= Wangcheng Economic and Technological Development Zone =

Wangcheng Economic and Technological Development Zone (望城经济技术开发区 (望城經濟技術開發區, Wàngchéng Jīngjì Jìshù Kāifāqū); abbr: WETZ) is an economic and technical development zone (ETZ) in Wangcheng District of Changsha City, Hunan Province, China, one of four ETZs at state level in Changsha. It was established on 13 July 2000, its old name is the High - Tech Food Industrial Base of Hunan Province (湖南省高科技食品工业基地), similar to a development zone at provincial level; renamed to the present name on 21 July 2006. It was upgraded to an ETZ at state level on 15 February 2014.

The Wangcheng ETZ is located in the south west of the seat of Wangcheng District, it covers Baishazhou, Huangjinyuan, Jinshanqiao and Wushan 4 subdistricts.

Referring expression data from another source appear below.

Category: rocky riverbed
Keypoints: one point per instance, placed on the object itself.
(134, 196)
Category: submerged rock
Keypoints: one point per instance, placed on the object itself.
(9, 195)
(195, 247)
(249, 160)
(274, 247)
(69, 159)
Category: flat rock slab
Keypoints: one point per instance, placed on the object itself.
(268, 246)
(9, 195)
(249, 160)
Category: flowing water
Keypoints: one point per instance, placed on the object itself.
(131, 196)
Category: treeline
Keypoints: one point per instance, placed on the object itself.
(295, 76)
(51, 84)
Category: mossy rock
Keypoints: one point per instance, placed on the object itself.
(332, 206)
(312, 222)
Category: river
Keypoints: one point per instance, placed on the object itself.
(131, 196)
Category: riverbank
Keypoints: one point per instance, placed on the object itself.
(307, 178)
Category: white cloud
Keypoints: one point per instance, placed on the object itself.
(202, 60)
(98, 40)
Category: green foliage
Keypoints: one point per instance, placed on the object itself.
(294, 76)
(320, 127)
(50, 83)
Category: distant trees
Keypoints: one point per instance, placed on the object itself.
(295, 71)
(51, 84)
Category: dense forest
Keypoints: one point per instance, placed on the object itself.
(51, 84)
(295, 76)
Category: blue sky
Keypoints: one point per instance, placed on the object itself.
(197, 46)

It has an approved area of 6.33 km2 and a planning area of 59.6 km2. The dominant industries in the zone are non-ferrous metal new materials, food, electronic information and business logistics. As of 2015, there are 635 registered enterprises, 32 of the total are public or the global Top500 companies. The total industrial gross output in the zone hits 77 billion yuan (US$12.36 billion) and the industrial added value is 20 billion yuan (US$3.21 billion). In 2016, its total gross output of scale-sized industries reaches 90 billion yuan (US$13.55 billion).